L’histoire de Marc Liebens et de l’écriture dramatique contemporaine ne s’arrête certes pas à ce qui en constitua le signe le plus visible. Il n’est donc pas inutile de rappeler, dans ce bref propos, que Marc Liebens fut pour beaucoup dans le démarrage du Groupov ; qu’il s’est attelé à une autre écrivaine contemporaine, Marie N’Diaye, dont il crée en 2001 au Théâtre de Vidy à Lausanne la première pièce, Hilda. Il s’engage en outre dans un parcours de fond, qui pourrait rappeler celui qu’il entreprit en compagnie de Michèle Fabien, avec l’écriture scénique de Mathieu Bertholet. Il donne ainsi un magnifique Sand consacré à Pasolini et créé à Bruxelles en 2003 au Théâtre le Public. De ce même auteur, en 2005, il monte à Genève, au Théâtre Saint-Gervais, Supporter la visite, pièce consacrée à l’impossibilité de représenter Œdipe-Roi. Car le travail de Marc Liebens sur ses contemporains va de pair avec son souci constant d’en revenir aux racines du théâtre occidental : la tragédie grecque et ses conséquences. Qu’il ait monté La Ville de Claudel ou rêvé de monter Suréna de Corneille était donc tout sauf un hasard. Bientôt, ce sont Les Sept contre Thèbes d’Eschyle dont il fera retentir les chœurs sur les tréteaux du Grütli à Genève. À nouveau, le cycle œdipien…

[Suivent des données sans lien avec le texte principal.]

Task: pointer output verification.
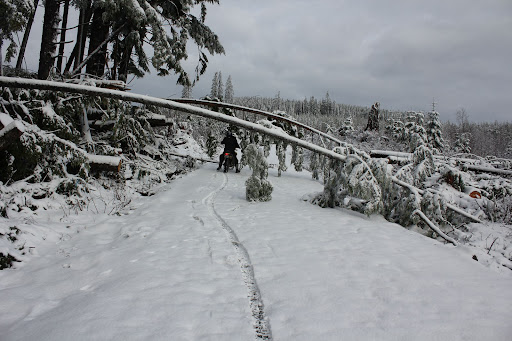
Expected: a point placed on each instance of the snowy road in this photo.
(173, 270)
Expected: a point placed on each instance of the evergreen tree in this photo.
(347, 127)
(220, 87)
(414, 132)
(281, 156)
(462, 144)
(14, 19)
(434, 133)
(186, 92)
(50, 24)
(326, 105)
(258, 188)
(214, 92)
(229, 92)
(373, 118)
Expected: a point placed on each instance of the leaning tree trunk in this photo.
(63, 30)
(51, 20)
(26, 35)
(99, 33)
(77, 55)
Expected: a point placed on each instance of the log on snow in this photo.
(481, 169)
(434, 227)
(10, 133)
(99, 163)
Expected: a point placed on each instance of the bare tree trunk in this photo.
(99, 33)
(98, 49)
(26, 35)
(81, 37)
(64, 27)
(51, 20)
(1, 58)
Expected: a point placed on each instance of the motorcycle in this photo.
(229, 161)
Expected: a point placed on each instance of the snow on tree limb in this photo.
(434, 227)
(143, 99)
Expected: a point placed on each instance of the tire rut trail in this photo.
(261, 322)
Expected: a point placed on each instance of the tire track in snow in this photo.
(261, 322)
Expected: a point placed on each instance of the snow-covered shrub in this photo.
(258, 188)
(314, 165)
(281, 156)
(462, 143)
(347, 127)
(131, 131)
(351, 183)
(297, 158)
(453, 177)
(415, 134)
(423, 163)
(434, 133)
(433, 205)
(41, 156)
(396, 129)
(211, 145)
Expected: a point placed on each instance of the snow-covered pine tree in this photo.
(186, 91)
(297, 158)
(49, 35)
(434, 132)
(214, 92)
(229, 92)
(462, 144)
(258, 188)
(423, 163)
(347, 127)
(373, 118)
(351, 183)
(281, 156)
(314, 164)
(211, 145)
(14, 19)
(415, 134)
(220, 87)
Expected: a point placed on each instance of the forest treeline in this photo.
(479, 138)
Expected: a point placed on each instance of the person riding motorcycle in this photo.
(230, 144)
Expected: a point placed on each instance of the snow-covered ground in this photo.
(197, 261)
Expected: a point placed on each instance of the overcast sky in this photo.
(402, 53)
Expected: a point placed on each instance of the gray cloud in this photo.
(402, 53)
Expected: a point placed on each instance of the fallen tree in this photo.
(147, 100)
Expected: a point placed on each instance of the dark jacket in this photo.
(230, 144)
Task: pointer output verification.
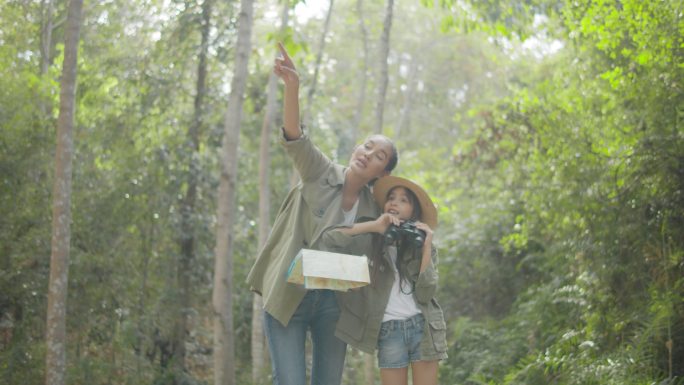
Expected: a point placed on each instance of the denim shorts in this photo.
(399, 342)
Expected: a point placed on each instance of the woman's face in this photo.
(399, 204)
(370, 159)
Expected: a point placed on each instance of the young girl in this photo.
(329, 194)
(397, 313)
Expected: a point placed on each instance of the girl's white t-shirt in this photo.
(400, 305)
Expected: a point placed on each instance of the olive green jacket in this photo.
(310, 207)
(362, 310)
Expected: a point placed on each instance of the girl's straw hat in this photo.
(383, 185)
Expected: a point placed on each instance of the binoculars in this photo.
(406, 230)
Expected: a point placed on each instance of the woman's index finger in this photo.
(282, 50)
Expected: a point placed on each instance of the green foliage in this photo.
(557, 174)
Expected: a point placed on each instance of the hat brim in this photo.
(383, 185)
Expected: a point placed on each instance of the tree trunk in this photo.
(258, 342)
(187, 236)
(384, 77)
(319, 58)
(224, 343)
(55, 367)
(294, 175)
(405, 116)
(347, 138)
(46, 36)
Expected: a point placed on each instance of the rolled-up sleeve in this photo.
(309, 161)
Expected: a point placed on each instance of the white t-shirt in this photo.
(400, 305)
(350, 215)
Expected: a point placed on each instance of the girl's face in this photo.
(399, 204)
(370, 159)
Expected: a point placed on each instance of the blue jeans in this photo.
(317, 313)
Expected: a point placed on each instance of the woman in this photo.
(328, 194)
(397, 313)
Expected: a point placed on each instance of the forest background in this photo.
(548, 132)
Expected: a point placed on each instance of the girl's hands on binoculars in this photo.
(385, 220)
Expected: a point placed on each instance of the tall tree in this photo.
(55, 368)
(257, 338)
(384, 75)
(187, 232)
(224, 350)
(319, 58)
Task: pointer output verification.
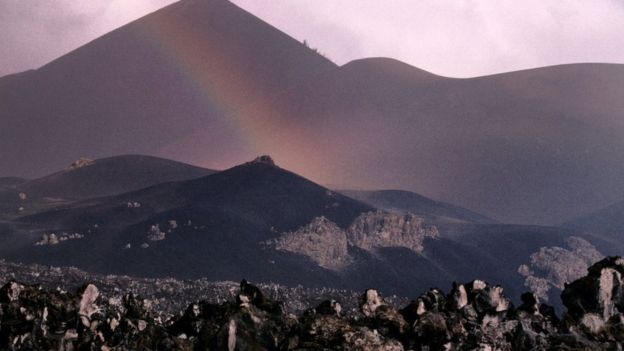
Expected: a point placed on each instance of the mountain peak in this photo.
(266, 159)
(81, 162)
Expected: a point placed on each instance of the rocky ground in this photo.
(472, 316)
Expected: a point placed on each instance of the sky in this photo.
(459, 38)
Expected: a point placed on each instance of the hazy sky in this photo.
(449, 37)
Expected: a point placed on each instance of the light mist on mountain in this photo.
(207, 83)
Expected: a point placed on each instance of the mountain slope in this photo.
(110, 176)
(211, 227)
(406, 201)
(225, 226)
(607, 223)
(196, 65)
(207, 83)
(533, 146)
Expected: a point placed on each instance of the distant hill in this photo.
(265, 223)
(607, 223)
(407, 201)
(195, 67)
(87, 178)
(109, 176)
(535, 146)
(204, 82)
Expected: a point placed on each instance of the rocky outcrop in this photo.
(321, 240)
(327, 244)
(473, 316)
(552, 267)
(380, 229)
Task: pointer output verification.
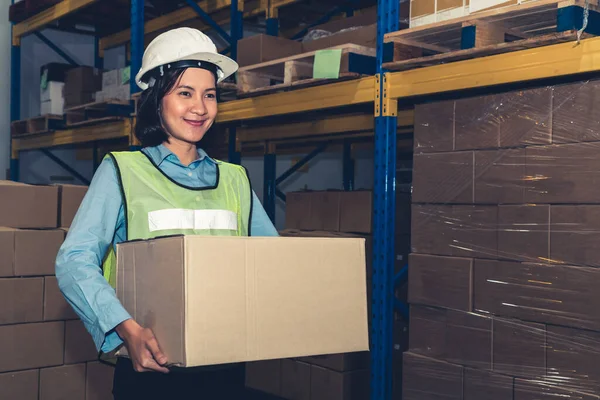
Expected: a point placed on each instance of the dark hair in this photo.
(148, 127)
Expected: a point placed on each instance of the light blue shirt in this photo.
(100, 222)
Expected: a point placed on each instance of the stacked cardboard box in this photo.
(330, 213)
(46, 351)
(504, 265)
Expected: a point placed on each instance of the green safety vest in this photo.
(155, 205)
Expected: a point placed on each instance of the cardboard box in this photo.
(21, 300)
(434, 127)
(56, 307)
(264, 376)
(261, 48)
(29, 252)
(65, 382)
(70, 197)
(331, 385)
(278, 296)
(440, 380)
(22, 385)
(28, 206)
(99, 381)
(29, 346)
(481, 385)
(440, 281)
(79, 346)
(295, 380)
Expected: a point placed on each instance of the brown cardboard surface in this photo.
(500, 176)
(264, 376)
(428, 379)
(341, 362)
(79, 346)
(36, 250)
(22, 348)
(574, 234)
(28, 206)
(22, 385)
(21, 300)
(70, 198)
(523, 232)
(546, 293)
(434, 127)
(481, 385)
(440, 281)
(443, 178)
(573, 112)
(519, 348)
(331, 385)
(56, 307)
(65, 382)
(279, 296)
(564, 174)
(261, 48)
(295, 380)
(99, 381)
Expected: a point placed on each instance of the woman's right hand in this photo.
(142, 346)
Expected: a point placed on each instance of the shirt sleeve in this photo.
(261, 224)
(99, 222)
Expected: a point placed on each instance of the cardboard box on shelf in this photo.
(70, 198)
(28, 206)
(28, 252)
(261, 48)
(289, 287)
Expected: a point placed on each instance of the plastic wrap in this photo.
(504, 277)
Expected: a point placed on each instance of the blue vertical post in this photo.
(269, 182)
(237, 27)
(137, 40)
(348, 166)
(384, 199)
(15, 100)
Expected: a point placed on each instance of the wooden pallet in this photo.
(92, 113)
(525, 26)
(41, 124)
(297, 71)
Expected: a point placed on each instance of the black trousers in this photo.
(198, 383)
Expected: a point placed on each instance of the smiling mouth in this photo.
(194, 122)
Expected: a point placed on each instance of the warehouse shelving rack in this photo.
(380, 109)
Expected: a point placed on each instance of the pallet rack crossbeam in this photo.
(56, 49)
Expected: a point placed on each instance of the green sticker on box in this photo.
(125, 75)
(327, 64)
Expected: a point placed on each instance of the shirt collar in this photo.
(161, 152)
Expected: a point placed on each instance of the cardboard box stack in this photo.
(46, 351)
(115, 85)
(503, 273)
(345, 376)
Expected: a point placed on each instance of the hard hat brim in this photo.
(227, 66)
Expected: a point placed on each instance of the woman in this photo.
(169, 187)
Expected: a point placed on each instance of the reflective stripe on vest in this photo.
(173, 218)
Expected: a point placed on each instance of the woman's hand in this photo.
(142, 347)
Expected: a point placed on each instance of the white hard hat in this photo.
(183, 47)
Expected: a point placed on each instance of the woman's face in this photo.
(190, 108)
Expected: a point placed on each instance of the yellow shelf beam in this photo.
(47, 16)
(359, 91)
(87, 134)
(557, 60)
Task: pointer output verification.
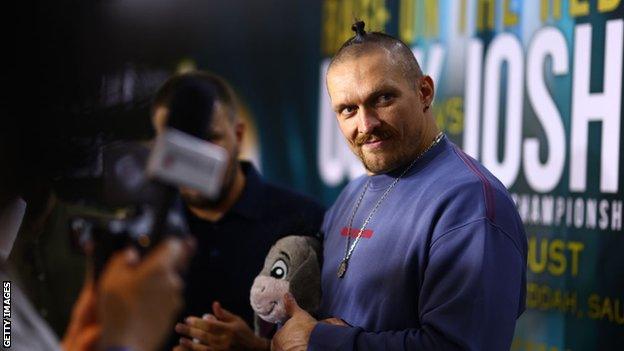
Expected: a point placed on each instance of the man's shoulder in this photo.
(466, 190)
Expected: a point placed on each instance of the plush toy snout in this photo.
(267, 298)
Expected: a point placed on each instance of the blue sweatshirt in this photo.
(441, 265)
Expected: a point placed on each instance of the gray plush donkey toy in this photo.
(292, 265)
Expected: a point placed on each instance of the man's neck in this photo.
(216, 212)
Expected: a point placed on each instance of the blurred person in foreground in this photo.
(435, 254)
(130, 307)
(234, 232)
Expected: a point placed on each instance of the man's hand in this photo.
(83, 331)
(295, 334)
(222, 331)
(138, 300)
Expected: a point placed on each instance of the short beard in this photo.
(391, 162)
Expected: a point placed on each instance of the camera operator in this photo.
(130, 307)
(233, 232)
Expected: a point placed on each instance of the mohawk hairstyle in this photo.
(364, 41)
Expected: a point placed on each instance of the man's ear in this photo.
(239, 130)
(427, 91)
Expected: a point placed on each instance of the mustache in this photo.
(381, 133)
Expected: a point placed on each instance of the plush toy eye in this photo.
(279, 269)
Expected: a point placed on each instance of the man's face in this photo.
(380, 112)
(222, 132)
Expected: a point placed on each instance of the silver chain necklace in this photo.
(342, 267)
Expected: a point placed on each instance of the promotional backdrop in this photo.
(532, 89)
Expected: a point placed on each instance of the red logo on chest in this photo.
(353, 232)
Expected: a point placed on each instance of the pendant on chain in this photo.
(342, 268)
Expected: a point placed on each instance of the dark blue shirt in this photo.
(440, 267)
(231, 251)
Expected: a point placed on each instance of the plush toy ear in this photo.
(305, 282)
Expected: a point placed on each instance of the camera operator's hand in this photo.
(223, 331)
(83, 331)
(138, 300)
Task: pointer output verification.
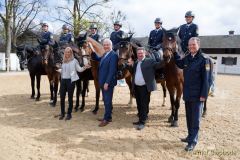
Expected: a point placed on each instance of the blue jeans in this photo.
(66, 86)
(107, 99)
(193, 117)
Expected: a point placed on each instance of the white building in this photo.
(14, 62)
(225, 49)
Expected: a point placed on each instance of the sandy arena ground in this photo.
(29, 131)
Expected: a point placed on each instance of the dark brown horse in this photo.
(50, 66)
(128, 49)
(87, 46)
(173, 75)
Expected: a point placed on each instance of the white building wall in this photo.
(14, 62)
(227, 69)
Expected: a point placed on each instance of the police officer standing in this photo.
(46, 37)
(66, 36)
(155, 39)
(187, 30)
(116, 35)
(196, 71)
(93, 33)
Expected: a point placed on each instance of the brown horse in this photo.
(128, 49)
(87, 46)
(50, 67)
(173, 75)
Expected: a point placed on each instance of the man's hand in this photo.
(87, 66)
(130, 62)
(105, 87)
(202, 99)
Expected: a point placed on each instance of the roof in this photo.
(218, 41)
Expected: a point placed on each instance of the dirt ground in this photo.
(29, 131)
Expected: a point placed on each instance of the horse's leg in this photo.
(78, 91)
(163, 84)
(55, 91)
(38, 86)
(32, 76)
(129, 83)
(179, 90)
(97, 88)
(51, 91)
(171, 91)
(87, 90)
(204, 109)
(85, 85)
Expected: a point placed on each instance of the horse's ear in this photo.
(130, 37)
(14, 46)
(85, 36)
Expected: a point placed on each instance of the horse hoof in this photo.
(129, 105)
(52, 104)
(95, 111)
(76, 109)
(204, 114)
(174, 124)
(170, 119)
(82, 109)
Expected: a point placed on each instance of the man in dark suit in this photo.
(144, 83)
(107, 79)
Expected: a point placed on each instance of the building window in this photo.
(229, 60)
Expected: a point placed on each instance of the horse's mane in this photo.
(96, 46)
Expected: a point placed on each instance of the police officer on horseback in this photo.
(116, 35)
(197, 79)
(155, 40)
(46, 37)
(66, 36)
(94, 33)
(187, 30)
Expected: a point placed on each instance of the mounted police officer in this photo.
(93, 33)
(154, 43)
(155, 40)
(187, 30)
(197, 76)
(46, 37)
(66, 36)
(116, 35)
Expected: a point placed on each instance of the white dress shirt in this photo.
(139, 80)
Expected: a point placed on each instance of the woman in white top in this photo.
(69, 75)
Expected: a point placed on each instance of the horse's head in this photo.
(24, 54)
(85, 49)
(57, 55)
(126, 51)
(81, 40)
(169, 44)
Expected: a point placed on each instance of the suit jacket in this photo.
(107, 71)
(148, 68)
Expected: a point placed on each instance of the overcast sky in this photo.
(214, 17)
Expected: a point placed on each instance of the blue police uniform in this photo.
(196, 71)
(115, 37)
(155, 41)
(186, 32)
(66, 38)
(96, 37)
(46, 38)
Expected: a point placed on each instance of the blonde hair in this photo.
(68, 50)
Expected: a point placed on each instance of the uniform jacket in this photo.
(196, 71)
(185, 33)
(107, 71)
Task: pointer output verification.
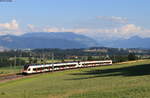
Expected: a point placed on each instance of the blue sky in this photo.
(83, 16)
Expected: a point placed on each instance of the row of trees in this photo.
(16, 58)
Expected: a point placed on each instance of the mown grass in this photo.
(131, 80)
(10, 70)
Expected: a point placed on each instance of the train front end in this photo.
(26, 69)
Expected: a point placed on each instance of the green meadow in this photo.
(127, 80)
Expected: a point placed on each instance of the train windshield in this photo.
(26, 67)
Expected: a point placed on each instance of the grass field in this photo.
(10, 70)
(128, 80)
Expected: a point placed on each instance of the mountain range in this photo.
(47, 40)
(68, 40)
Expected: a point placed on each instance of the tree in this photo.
(131, 56)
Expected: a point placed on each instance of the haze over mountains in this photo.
(68, 40)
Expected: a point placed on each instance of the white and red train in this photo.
(29, 69)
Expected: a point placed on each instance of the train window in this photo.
(29, 69)
(34, 69)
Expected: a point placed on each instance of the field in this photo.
(126, 80)
(10, 70)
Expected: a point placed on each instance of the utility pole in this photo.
(52, 61)
(15, 61)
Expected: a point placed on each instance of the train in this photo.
(39, 68)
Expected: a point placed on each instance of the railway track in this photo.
(10, 77)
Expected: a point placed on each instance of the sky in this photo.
(100, 19)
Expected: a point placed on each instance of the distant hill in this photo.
(65, 40)
(133, 42)
(47, 40)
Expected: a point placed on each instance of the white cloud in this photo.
(10, 28)
(125, 30)
(113, 19)
(13, 25)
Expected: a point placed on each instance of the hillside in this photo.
(128, 80)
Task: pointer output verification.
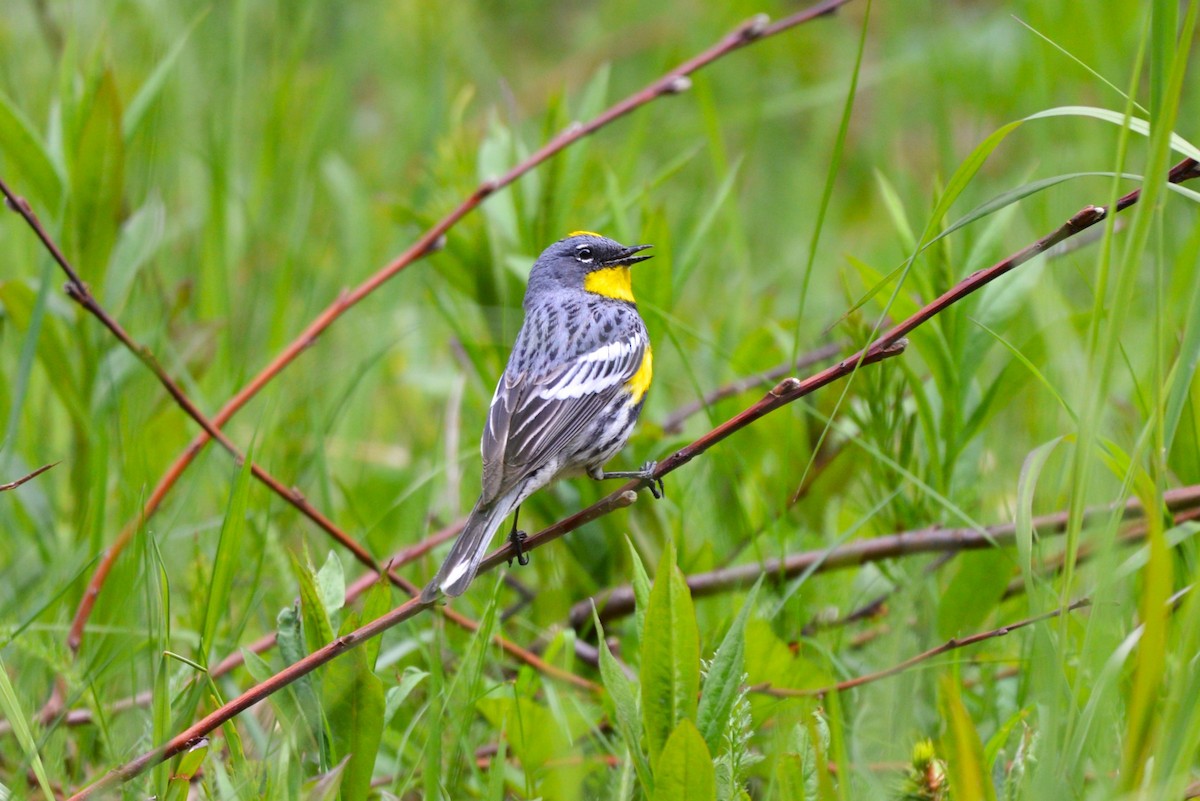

Incessants décalages donc pour une quête constante et passionnée. Celle-ci confine à l’impossible, parce que de lui seul naît ce qui est art et destin. C’est qu’il existe une logique profonde dans la trajectoire de Marc Liebens. Elle vise les singularités croisées de l’écriture et de la représentation dramatiques dans leur continuité historique, mais tout autant dans le face-à-face renouvelé que la modernité engendre entre drame et spectateur.